Saturday, June 20, 2009

Latest Read: The Things They Carried

O'Brien, Tim.  The Things They Carried.  New York: Broadway, 1998.

This is a classic, and really one of my favorite books about war.  I'm not really into the non-fiction war stories, as the blood and guts and killing tends to not have any larger purpose.  But this fictionalized account tries (and I think largely succeeds) to try to create some meaning from the meaningless death that war is really all about.

The book is presented as a series of stories that the author tells about his experience as an American soldier in Vietnam.  The first story sets the theme; in an almost lyrical style he tells of the literal things the soldiers carried - everything, even the minute stuff, and also the psychological and emotional weight that they carry.  It makes a point about how what we choose t to carry (or choose not to carry) says something about us as human beings.  Our identity is caught up in our objects, and our memories.  Those that we keep and those that we discard.  But it's the act of keeping or discarding, rather than the objects themselves, that really speaks to who we are.

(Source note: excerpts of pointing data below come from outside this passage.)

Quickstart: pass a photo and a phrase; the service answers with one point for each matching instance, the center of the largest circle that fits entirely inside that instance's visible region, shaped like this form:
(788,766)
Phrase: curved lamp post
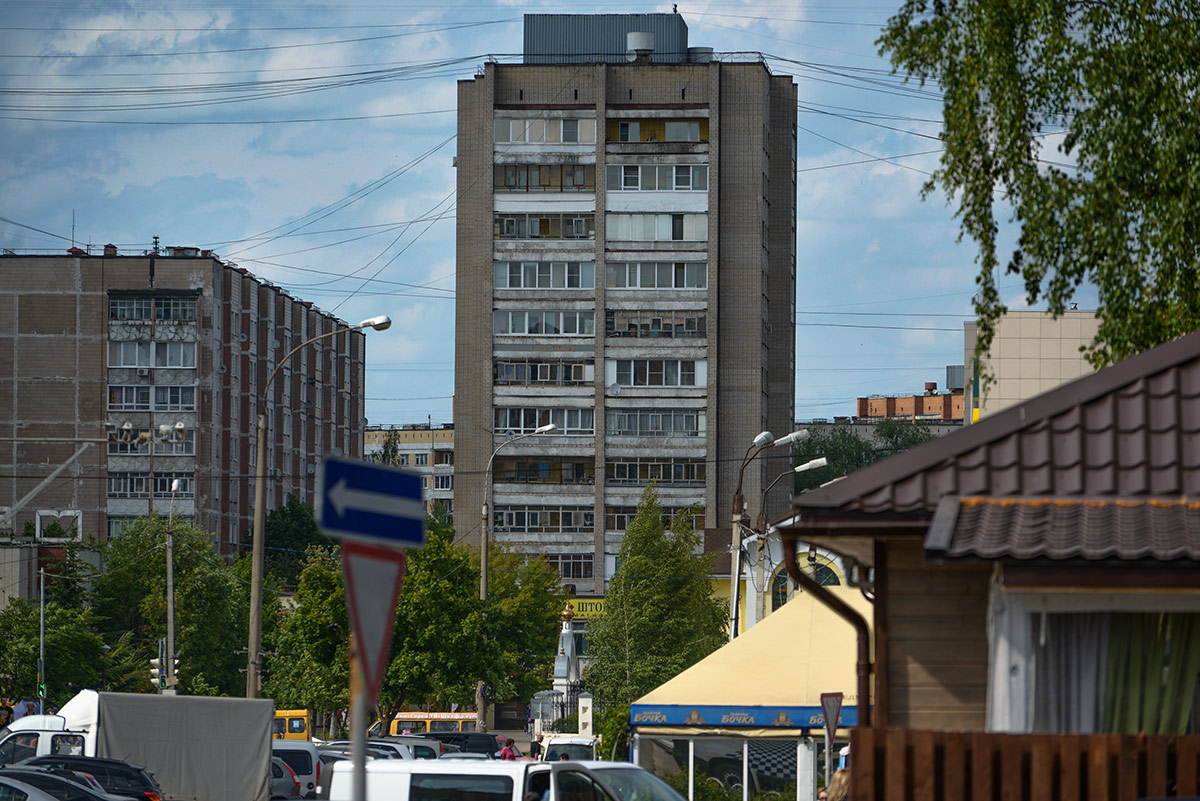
(256,572)
(480,700)
(760,444)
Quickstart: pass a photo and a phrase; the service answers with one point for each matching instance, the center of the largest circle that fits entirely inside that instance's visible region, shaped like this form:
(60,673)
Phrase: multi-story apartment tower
(160,359)
(423,449)
(627,270)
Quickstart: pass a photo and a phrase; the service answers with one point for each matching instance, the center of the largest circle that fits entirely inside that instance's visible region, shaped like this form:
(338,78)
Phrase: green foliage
(1119,79)
(660,615)
(289,530)
(211,607)
(847,451)
(72,651)
(310,668)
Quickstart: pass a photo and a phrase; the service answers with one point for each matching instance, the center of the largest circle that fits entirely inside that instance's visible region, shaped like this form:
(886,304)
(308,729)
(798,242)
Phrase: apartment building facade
(627,271)
(154,366)
(424,449)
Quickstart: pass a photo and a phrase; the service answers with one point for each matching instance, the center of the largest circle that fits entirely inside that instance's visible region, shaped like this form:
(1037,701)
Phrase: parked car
(304,760)
(60,788)
(115,776)
(575,746)
(285,783)
(13,790)
(479,742)
(629,782)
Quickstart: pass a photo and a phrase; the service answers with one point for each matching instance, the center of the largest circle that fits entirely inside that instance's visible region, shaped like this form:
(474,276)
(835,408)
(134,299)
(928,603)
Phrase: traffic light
(157,676)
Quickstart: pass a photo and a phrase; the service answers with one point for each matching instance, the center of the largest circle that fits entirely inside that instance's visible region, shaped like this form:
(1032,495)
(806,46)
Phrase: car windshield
(636,784)
(573,750)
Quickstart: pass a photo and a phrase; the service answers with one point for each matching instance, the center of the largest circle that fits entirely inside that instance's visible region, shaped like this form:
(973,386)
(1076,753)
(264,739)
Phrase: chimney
(639,47)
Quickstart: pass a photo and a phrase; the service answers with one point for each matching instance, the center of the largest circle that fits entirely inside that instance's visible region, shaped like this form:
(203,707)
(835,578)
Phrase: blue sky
(312,144)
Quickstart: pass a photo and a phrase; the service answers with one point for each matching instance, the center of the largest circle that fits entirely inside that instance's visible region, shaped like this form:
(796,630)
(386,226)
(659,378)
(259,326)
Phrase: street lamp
(480,711)
(257,554)
(760,444)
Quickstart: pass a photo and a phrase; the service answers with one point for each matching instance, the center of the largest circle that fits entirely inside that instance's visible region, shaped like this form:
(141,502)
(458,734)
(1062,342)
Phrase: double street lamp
(761,443)
(253,666)
(485,524)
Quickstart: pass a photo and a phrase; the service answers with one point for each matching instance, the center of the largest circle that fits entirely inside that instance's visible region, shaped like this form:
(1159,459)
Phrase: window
(163,481)
(129,308)
(174,308)
(679,178)
(547,324)
(129,485)
(657,372)
(174,398)
(174,354)
(556,227)
(569,566)
(655,422)
(657,275)
(533,519)
(129,354)
(129,398)
(658,228)
(178,444)
(523,420)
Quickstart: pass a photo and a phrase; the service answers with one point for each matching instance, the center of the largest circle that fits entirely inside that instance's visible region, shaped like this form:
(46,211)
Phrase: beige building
(625,270)
(423,449)
(1031,354)
(151,367)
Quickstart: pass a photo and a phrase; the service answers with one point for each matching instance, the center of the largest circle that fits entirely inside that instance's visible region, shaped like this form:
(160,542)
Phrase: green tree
(1119,79)
(211,604)
(660,615)
(289,530)
(847,451)
(72,651)
(310,668)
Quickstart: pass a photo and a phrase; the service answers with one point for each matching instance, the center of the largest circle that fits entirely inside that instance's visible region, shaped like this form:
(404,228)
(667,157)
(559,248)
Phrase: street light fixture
(480,700)
(760,444)
(381,323)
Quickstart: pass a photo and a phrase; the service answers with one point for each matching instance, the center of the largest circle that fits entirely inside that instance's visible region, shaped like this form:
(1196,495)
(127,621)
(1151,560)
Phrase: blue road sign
(370,503)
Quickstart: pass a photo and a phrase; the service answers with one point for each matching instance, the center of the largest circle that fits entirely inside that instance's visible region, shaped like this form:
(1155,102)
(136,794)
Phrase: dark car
(115,776)
(479,742)
(51,782)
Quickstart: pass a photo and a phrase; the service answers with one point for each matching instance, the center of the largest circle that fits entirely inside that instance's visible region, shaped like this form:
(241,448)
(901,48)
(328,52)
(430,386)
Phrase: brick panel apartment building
(625,270)
(157,360)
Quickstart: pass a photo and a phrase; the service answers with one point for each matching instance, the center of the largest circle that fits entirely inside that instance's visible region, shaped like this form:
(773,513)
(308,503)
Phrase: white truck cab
(37,735)
(485,780)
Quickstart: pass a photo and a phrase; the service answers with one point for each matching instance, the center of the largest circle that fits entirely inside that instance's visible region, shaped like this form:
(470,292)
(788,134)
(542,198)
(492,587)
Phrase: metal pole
(256,562)
(169,667)
(41,643)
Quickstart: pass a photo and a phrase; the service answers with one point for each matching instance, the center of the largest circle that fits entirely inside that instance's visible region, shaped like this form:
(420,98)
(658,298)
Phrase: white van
(485,780)
(304,759)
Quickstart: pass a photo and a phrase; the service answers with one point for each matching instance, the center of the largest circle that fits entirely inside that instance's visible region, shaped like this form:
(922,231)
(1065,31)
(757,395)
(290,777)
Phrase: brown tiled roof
(1131,431)
(1021,528)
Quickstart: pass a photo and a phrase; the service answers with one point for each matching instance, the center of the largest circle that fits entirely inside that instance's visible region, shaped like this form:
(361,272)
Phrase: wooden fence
(912,765)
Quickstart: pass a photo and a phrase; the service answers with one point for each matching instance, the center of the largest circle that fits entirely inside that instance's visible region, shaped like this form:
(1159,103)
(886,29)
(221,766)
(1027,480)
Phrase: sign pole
(358,727)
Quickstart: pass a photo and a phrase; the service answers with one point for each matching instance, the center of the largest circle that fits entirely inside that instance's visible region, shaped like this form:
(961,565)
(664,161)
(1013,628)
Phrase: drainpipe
(845,612)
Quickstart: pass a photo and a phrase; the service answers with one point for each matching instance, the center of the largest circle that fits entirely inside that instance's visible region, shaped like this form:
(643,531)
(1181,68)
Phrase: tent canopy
(771,676)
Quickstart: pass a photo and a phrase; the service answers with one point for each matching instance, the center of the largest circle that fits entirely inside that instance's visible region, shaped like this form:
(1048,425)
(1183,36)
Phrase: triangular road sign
(372,584)
(831,706)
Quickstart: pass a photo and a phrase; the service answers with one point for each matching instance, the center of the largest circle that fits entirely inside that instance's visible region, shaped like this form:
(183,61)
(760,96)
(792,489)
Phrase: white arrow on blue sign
(370,503)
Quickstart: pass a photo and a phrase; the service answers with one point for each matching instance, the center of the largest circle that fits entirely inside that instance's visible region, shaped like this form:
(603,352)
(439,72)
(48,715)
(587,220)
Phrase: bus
(291,724)
(425,722)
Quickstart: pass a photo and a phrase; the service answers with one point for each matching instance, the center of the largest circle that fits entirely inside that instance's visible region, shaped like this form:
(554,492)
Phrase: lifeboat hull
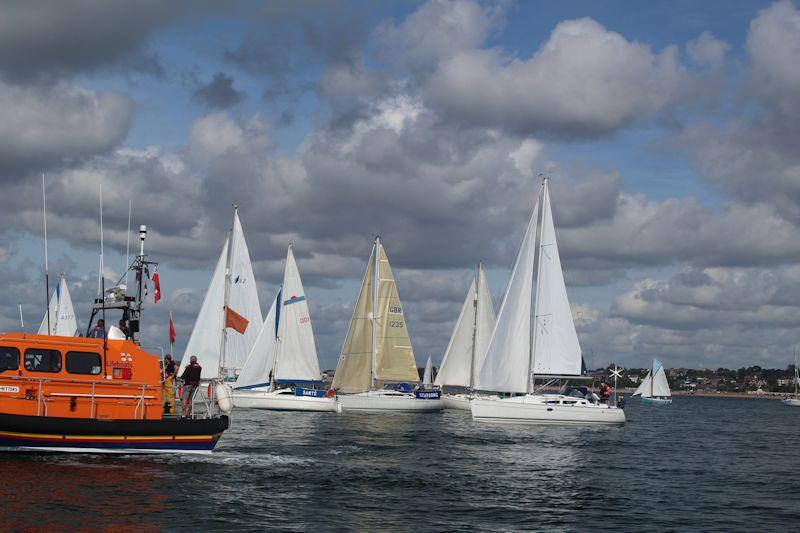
(42,433)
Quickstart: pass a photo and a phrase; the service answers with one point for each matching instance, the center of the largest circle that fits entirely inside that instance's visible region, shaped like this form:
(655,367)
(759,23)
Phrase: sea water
(700,464)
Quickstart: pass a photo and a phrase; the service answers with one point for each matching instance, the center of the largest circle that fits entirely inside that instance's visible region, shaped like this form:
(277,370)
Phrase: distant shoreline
(708,394)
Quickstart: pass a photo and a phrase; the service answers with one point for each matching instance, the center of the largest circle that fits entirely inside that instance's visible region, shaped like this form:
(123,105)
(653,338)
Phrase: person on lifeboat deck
(99,331)
(169,384)
(191,380)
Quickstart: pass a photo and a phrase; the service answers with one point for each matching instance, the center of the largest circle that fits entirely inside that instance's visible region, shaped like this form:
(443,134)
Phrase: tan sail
(353,370)
(394,357)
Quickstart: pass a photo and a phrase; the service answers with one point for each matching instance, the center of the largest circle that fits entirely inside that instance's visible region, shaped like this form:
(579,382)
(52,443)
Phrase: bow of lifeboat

I think we, as a culture, have gotten confused and have mistaken the objects as the true representatives of identity.  I am what I buy.  But our true identity is not in the objects that we buy, but rather in our psychological need to buy stuff in order to prove that we are better, or different, or whatever.  It's not the surface appearance that really matters.

O'Brien seems to be communicating this throughout the rest of the book.  Because it is the stories, in the end, that serve to identify the author and, by implication, all of us.  Stories of bravery, of cowardice, of survival, of saving lives and taking lives, of redemption, of loyalty, of life.